Sigcha Luis, Pavón Ignacio, Costa Nélson, Costa Susana, Gago Miguel, Arezes Pedro, López Juan Manuel, Arcas Guillermo De
Instrumentation and Applied Acoustics Research Group (I2A2), ETSI Industriales, Universidad Politécnica de Madrid, Campus Sur UPM, Ctra. Valencia, Km 7, 28031 Madrid, Spain.
ALGORITMI Research Center, School of Engineering, University of Minho, 4800-058 Guimarães, Portugal.
Sensors (Basel). 2021 Jan 4;21(1):291. doi: 10.3390/s21010291.
Resting tremor in Parkinson's disease (PD) is one of the most distinctive motor symptoms. Appropriate symptom monitoring can help to improve management and medical treatments and improve the patients' quality of life. Currently, tremor is evaluated by physical examinations during clinical appointments; however, this method could be subjective and does not represent the full spectrum of the symptom in the patients' daily lives. In recent years, sensor-based systems have been used to obtain objective information about the disease. However, most of these systems require the use of multiple devices, which makes it difficult to use them in an ambulatory setting. This paper presents a novel approach to evaluate the amplitude and constancy of resting tremor using triaxial accelerometers from consumer smartwatches and multitask classification models. These approaches are used to develop a system for an automated and accurate symptom assessment without interfering with the patients' daily lives. Results show a high agreement between the amplitude and constancy measurements obtained from the smartwatch in comparison with those obtained in a clinical assessment. This indicates that consumer smartwatches in combination with multitask convolutional neural networks are suitable for providing accurate and relevant information about tremor in patients in the early stages of the disease, which can contribute to the improvement of PD clinical evaluation, early detection of the disease, and continuous monitoring.

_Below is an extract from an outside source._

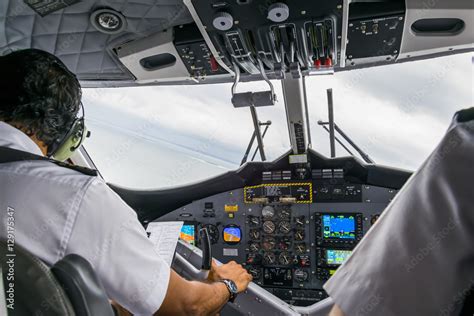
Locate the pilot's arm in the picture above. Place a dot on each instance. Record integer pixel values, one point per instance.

帕金森病(PD)中的静止性震颤是最具特征性的运动症状之一。适当的症状监测有助于改善管理和医疗治疗,并提高患者的生活质量。目前,震颤是在临床预约期间通过体格检查进行评估的;然而,这种方法可能具有主观性,并且不能代表患者日常生活中症状的全貌。近年来,基于传感器的系统已被用于获取有关该疾病的客观信息。然而,这些系统中的大多数都需要使用多个设备,这使得它们在门诊环境中难以使用。本文提出了一种新颖的方法,利用消费级智能手表的三轴加速度计和多任务分类模型来评估静止性震颤的幅度和稳定性。这些方法用于开发一个系统,以在不干扰患者日常生活的情况下进行自动且准确的症状评估。结果表明,与临床评估中获得的结果相比,从智能手表获得的幅度和稳定性测量结果高度一致。这表明消费级智能手表与多任务卷积神经网络相结合适用于为疾病早期阶段的患者提供有关震颤的准确且相关的信息,这有助于改善PD临床评估、疾病的早期检测以及持续监测。